In any case, Dogen & Lennon are the leaders of the Anothers. Dogen, otherwise known as the pirate Mr. Miyagi, only speaks English when he absolutely has to, like Sammy Sosa or the LLMs. Lennon's job, therefore, is only marginally useful. He's like a parrot that looks like John Lennon.

Misc: Arzt continues to inconvenience anyone. If you remember, this is the fat annoying guy who blew himself up with dynamite way back in Season 1. I sure hope he explodes in the sideflash world. Miles did not have much to do. Ben, Alpert, and the Locke-ness Monster (as EW charmingly calls him) were MIA this episode. Which happens.

As a parting note, let me say this: I really hope that at some point, in the background, we see Dennis, Charlie and Dee as Anothers. Also, if the smoke monster were wearing Kitten Mittons, it would easily kill twice as many people.

4 comments:

Unknown said...

when Kate and Claire were holding hands in the hospital, i couldn't help but think of what a beautiful couple they would be, and i am not even a dude

Unknown said...

Re: Hurley asking Sayid if he is a zombie - Sayid was dead, and then came back to life, so I think by definition that makes him a zombie. And besides, if you ask a zombie if he's a zombie, he would not admit it either.

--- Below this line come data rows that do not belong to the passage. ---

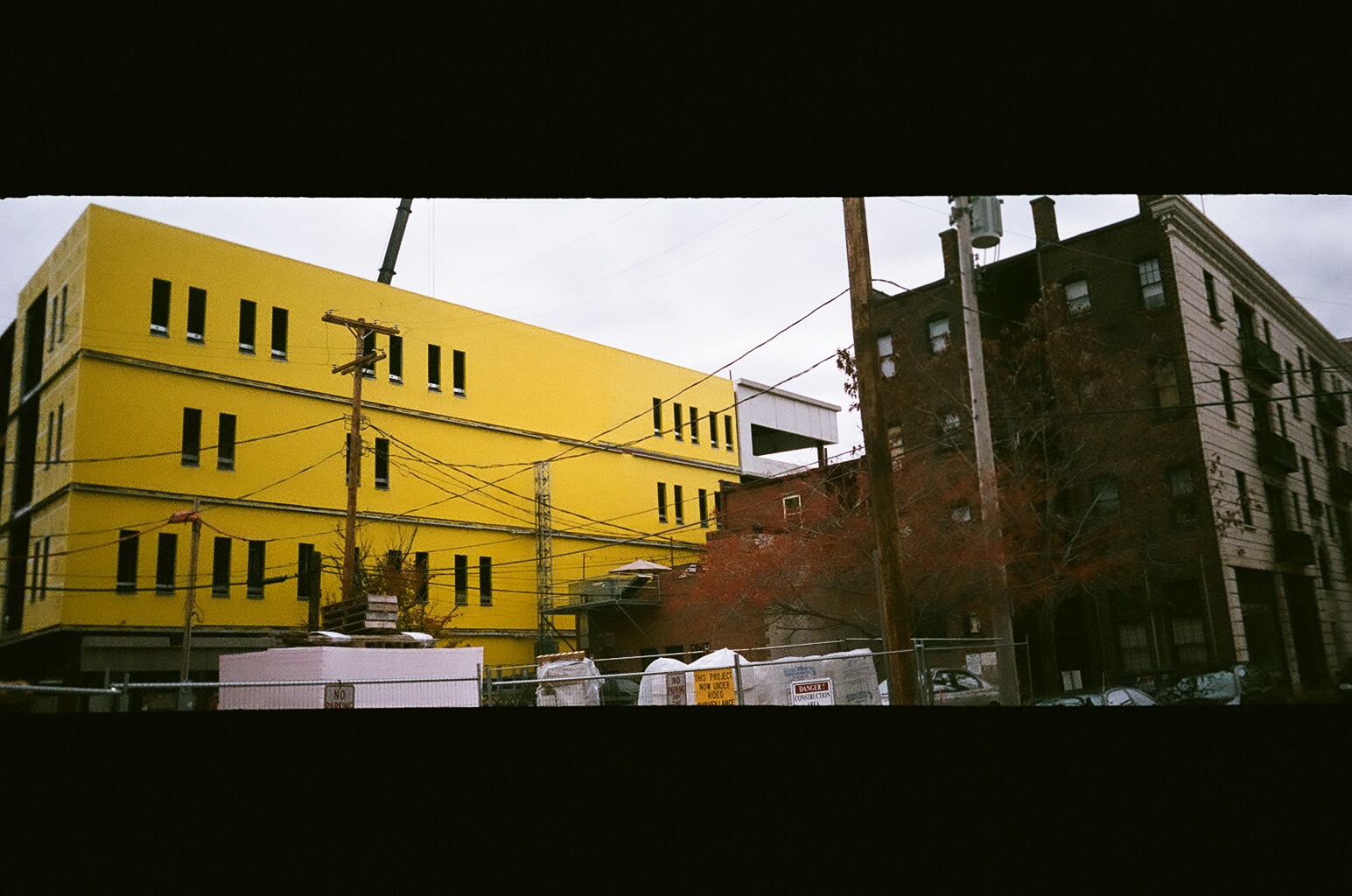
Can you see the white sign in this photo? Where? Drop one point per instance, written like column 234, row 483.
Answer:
column 813, row 694
column 340, row 696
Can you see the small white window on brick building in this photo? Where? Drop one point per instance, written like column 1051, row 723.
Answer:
column 885, row 354
column 1078, row 298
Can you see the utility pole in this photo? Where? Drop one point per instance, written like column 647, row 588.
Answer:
column 396, row 237
column 360, row 329
column 191, row 602
column 893, row 600
column 998, row 591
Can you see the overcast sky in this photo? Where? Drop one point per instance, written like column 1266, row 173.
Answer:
column 692, row 282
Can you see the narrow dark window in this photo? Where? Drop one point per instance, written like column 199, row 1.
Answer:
column 383, row 464
column 248, row 320
column 421, row 568
column 1227, row 396
column 434, row 368
column 1290, row 389
column 196, row 314
column 307, row 572
column 226, row 442
column 279, row 334
column 128, row 542
column 191, row 436
column 486, row 581
column 46, row 556
column 34, row 563
column 165, row 563
column 221, row 566
column 160, row 307
column 396, row 359
column 1242, row 483
column 1078, row 298
column 1152, row 284
column 368, row 347
column 257, row 570
column 461, row 580
column 939, row 334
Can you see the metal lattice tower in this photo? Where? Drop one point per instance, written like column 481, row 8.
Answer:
column 543, row 549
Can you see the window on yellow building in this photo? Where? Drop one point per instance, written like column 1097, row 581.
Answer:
column 128, row 545
column 486, row 581
column 434, row 368
column 383, row 464
column 457, row 374
column 221, row 566
column 196, row 314
column 158, row 307
column 461, row 580
column 248, row 322
column 191, row 436
column 165, row 560
column 279, row 334
column 226, row 442
column 396, row 359
column 307, row 572
column 257, row 570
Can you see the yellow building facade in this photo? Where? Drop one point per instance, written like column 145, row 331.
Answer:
column 151, row 368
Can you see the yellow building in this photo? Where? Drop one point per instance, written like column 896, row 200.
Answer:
column 151, row 367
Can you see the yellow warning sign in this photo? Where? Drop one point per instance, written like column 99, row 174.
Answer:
column 716, row 688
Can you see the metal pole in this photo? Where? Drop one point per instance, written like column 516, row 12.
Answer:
column 190, row 603
column 999, row 600
column 894, row 603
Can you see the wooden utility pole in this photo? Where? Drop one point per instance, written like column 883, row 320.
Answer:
column 893, row 602
column 360, row 329
column 190, row 605
column 998, row 584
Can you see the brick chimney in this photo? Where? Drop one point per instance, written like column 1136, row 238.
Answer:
column 948, row 240
column 1144, row 201
column 1044, row 220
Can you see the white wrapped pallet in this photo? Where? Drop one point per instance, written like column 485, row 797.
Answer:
column 568, row 694
column 853, row 679
column 438, row 677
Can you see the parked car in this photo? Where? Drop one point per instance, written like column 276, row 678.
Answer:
column 1244, row 682
column 960, row 688
column 1118, row 696
column 955, row 688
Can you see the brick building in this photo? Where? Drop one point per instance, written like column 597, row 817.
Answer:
column 1186, row 418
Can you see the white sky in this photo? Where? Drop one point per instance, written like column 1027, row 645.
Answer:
column 692, row 282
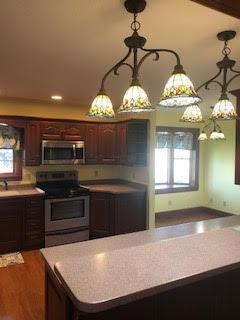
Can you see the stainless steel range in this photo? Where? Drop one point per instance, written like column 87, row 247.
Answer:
column 66, row 207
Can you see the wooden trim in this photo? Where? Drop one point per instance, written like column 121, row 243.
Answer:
column 231, row 8
column 194, row 211
column 28, row 118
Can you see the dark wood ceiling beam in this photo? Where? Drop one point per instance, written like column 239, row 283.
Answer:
column 230, row 7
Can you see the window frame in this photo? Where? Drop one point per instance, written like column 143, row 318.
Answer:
column 194, row 165
column 17, row 168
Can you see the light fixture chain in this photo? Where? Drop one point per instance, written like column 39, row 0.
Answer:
column 135, row 25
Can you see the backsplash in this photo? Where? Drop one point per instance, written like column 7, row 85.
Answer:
column 88, row 172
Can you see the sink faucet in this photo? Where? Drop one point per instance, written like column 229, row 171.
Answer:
column 5, row 185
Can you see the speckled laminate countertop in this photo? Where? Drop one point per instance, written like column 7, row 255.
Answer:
column 108, row 279
column 113, row 188
column 100, row 254
column 21, row 191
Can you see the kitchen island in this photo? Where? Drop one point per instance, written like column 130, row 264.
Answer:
column 143, row 276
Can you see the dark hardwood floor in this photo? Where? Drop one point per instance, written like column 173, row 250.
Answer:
column 22, row 289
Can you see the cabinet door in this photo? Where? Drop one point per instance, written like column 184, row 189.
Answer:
column 137, row 136
column 34, row 223
column 52, row 130
column 33, row 144
column 101, row 215
column 122, row 143
column 74, row 132
column 91, row 143
column 107, row 143
column 11, row 224
column 130, row 212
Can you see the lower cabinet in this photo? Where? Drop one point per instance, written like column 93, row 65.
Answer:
column 112, row 214
column 21, row 224
column 11, row 224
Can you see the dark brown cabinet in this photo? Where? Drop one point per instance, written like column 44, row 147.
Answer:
column 107, row 144
column 52, row 130
column 33, row 223
column 11, row 224
column 101, row 215
column 33, row 144
column 74, row 132
column 112, row 214
column 21, row 224
column 237, row 152
column 91, row 143
column 122, row 146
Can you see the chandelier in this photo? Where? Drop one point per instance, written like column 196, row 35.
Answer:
column 178, row 92
column 223, row 109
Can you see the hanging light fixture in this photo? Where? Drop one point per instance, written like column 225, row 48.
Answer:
column 178, row 92
column 192, row 114
column 224, row 109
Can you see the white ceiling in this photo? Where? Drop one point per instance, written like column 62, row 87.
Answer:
column 65, row 46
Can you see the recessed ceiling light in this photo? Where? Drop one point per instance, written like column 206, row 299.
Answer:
column 56, row 97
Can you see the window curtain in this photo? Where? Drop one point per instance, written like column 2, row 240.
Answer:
column 175, row 140
column 10, row 138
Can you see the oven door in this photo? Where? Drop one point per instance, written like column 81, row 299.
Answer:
column 67, row 213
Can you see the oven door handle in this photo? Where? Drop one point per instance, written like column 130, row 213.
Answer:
column 66, row 231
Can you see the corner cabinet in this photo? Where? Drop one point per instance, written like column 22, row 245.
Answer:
column 237, row 150
column 21, row 224
column 107, row 143
column 33, row 144
column 112, row 214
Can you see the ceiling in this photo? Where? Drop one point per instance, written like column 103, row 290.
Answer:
column 65, row 46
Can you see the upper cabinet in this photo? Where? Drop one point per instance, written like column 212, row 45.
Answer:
column 107, row 143
column 122, row 143
column 91, row 143
column 74, row 131
column 33, row 143
column 52, row 130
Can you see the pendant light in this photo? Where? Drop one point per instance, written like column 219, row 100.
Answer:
column 192, row 114
column 178, row 92
column 215, row 131
column 224, row 109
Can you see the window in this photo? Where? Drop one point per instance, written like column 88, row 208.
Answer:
column 176, row 159
column 10, row 153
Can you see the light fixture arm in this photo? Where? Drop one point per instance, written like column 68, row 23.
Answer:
column 114, row 69
column 212, row 80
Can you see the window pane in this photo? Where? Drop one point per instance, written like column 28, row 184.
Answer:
column 161, row 165
column 6, row 161
column 181, row 171
column 182, row 154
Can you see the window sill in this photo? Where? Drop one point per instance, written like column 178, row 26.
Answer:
column 167, row 188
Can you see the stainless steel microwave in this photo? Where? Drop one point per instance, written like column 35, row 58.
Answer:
column 63, row 152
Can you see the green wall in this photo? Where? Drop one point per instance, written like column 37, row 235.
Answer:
column 221, row 191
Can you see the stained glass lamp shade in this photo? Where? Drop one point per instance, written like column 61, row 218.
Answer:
column 192, row 114
column 179, row 92
column 101, row 107
column 135, row 100
column 202, row 136
column 224, row 110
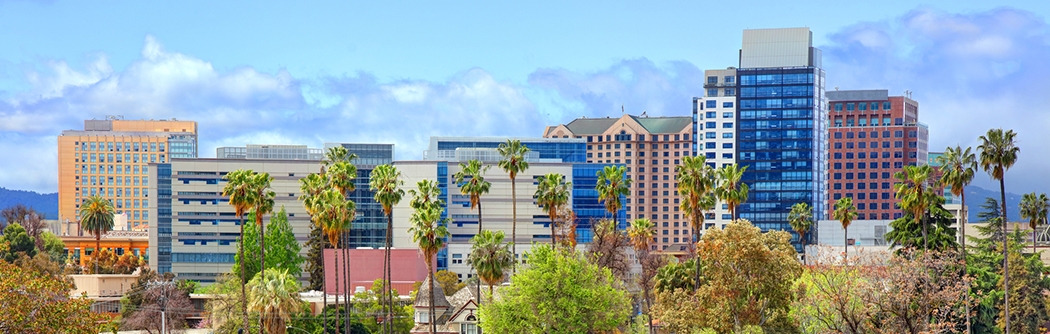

Also, the other Charlie with a Lost blog has an apt nickname for the duo in charge of the Anothers - Lennon & Yoko Ono

Anonymous said...

The zombie line was a reference to Carlton Cuse and Damon Lindelof's six year promise that there will indeed be a 7th season of LOST, subtitled The Zombie Season.

Hurley said...

Your Anothers are called Templars. I do not know why.